All this just to say that the output is much less intuitive than I would have imagined.
Here are a couple of useful combinations:
durations above 3 seconds (to get sustained sounds)
energyMax below -25dB
this yields soft sustained multi phonics
AttackLoudness is one I added to the game - this is just the energyAbs over the first 200ms of the sound.
Very handy on percussive or any ‘attack’ related sound.
Pitchdeviation comes in handy to exclude or search for glissandi and other pitch contours.
I have either a bug or did not understand the linear spread. My values range from 124732.805 to 920360.997. No idea what I’m measuring here. Sorry for my ignorance.
lin_brighness is very useful in general.
Just as a start of diving more into this subject.
Best, Hans
Thanks. I think Lin spread is broken in that build. At the time I was writing the object I didn’t realise that sfm is much more manageable in dB form, so I’d suggest converting it with atodb to yield more useful values.
As some of you may have already picked up I’m currently interested in “automatic symbolic transcription” of some sense (that’s why I was asking).

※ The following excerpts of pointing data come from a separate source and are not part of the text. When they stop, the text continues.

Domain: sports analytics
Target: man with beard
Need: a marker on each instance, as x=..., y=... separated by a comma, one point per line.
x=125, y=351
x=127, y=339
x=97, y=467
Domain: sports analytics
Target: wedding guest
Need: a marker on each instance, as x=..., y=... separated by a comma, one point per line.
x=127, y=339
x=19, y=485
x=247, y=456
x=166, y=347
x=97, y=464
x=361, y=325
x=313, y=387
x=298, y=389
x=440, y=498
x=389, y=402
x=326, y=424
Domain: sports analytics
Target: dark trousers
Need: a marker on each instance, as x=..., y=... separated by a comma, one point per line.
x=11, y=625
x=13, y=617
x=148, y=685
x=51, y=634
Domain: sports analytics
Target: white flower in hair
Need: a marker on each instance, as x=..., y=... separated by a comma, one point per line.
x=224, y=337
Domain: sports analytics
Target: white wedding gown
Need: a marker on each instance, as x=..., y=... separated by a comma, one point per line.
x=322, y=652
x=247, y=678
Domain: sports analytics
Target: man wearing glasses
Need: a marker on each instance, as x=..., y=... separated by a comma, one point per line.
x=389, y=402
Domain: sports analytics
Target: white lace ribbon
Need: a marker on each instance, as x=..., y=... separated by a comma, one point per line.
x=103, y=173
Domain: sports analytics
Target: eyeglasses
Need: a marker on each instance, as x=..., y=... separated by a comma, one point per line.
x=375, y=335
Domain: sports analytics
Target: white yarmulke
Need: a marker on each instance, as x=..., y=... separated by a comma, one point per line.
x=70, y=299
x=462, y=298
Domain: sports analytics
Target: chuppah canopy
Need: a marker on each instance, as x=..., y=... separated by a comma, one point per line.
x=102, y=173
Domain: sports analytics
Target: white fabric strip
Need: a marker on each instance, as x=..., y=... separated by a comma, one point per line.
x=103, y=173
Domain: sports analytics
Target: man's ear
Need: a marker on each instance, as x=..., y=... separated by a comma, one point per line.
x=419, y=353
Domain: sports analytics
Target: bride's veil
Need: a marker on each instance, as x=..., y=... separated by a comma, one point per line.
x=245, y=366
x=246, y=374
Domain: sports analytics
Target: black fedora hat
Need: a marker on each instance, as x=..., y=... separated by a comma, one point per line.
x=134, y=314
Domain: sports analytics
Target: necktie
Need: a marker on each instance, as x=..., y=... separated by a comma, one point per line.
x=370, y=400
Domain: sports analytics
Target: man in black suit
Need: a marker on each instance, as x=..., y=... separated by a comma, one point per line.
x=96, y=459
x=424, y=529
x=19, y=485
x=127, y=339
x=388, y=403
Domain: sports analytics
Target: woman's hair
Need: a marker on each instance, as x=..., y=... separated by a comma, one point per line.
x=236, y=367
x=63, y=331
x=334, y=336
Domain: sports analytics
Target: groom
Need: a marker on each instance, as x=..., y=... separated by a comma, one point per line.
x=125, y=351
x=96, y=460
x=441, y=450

What I use quite a lot is searching for melodic intervals in datasets, and what I have now is at the current stage relatively clumsy and unreliable. It works, but only because I know it doesn’t and I know how to trick it But before delving more into anything, I’ll need to test the inputs you have already given me during the last few days
Another two cents: I’ve used your foote descriptor over and over, I find that always extremely valid to distinguish between “fluid, steady stuff” and “uptempo, highly moving things”. That was a sort of huge time saver. “Ballad versus up tempo” ahah
Interesting topic indeed. I presume I use descriptors in 3 different yet similar ways:
for composing granulation in real-time. I have a circular buffer that I analyze as it comes (50 ms grain size, 10ms hop size) and I analyze 3 values (pitch, energy, and a timbral descriptor that changes with my current tastes - sfm or centroid mostly) and after the calibration I showed you all, I’m certain of the ballpark of values I get so I can compose real-time granulation beyond the on-off. For instance:
I showed you all the clouds of quiet pitched material,
the beginning of my soprano piece is doing random stutter of mezzo-forte noises from the singer.
I also do some cool alignment in my last piece (super long grains as looper with sync’d loudest points) to make a chamber music ensemble tight
And I’ve also done a granular looper that skips some grains so that makes auto-edited loops.
Fun stuff over the last 8 years thanks to Alex’s objects. The other usages are in the same vein:
I’ve pre-analysed some very dirty modular synth files, and I’ve used the real-time stream of descriptors of #1 above, offset and scaled to allow rich overlapping descriptor spaces, to make some cool synth variations of a live gesture. It can be heard in the quiet sections of my piece mono no aware
I’ve done some sampling of my modular, as I explained around the table: the patch is controlling one value through my Expert Sleeper’s ES-3+6 and I collect the same 3 descriptors above for each ‘control’ value. I can then query via descriptors again, or via fixed desired values. So far I’ve only used this as pitch tracker on complex patches, but I had loads of fun to make very synthetic birds… I was using the query for the pitch, and the stream of spectral centroid to open a filter (with some mapping), and the stream of power to open the VCA. It was great fun!
I hope some of these simple uses will inspire. If anyone want a patch above I’m happy to share.
I made a patch/system/piece that was played by both a vocalist and trumpeter. It used descriptors to chunk up the preceding 16 seconds of sound, and recall grains from that buffer which were most similar to the ‘now’ input of the musician. The caveat was that the 16 second memory was a bit fuzzy, and would have grains/sections removed based on how similar they were to the last 4-5 seconds of incoming audio. The idea was that instead of thinking in terms of a catart like instrument, the system would have some interesting corners for the musician to respond to and compromise with as they improvise.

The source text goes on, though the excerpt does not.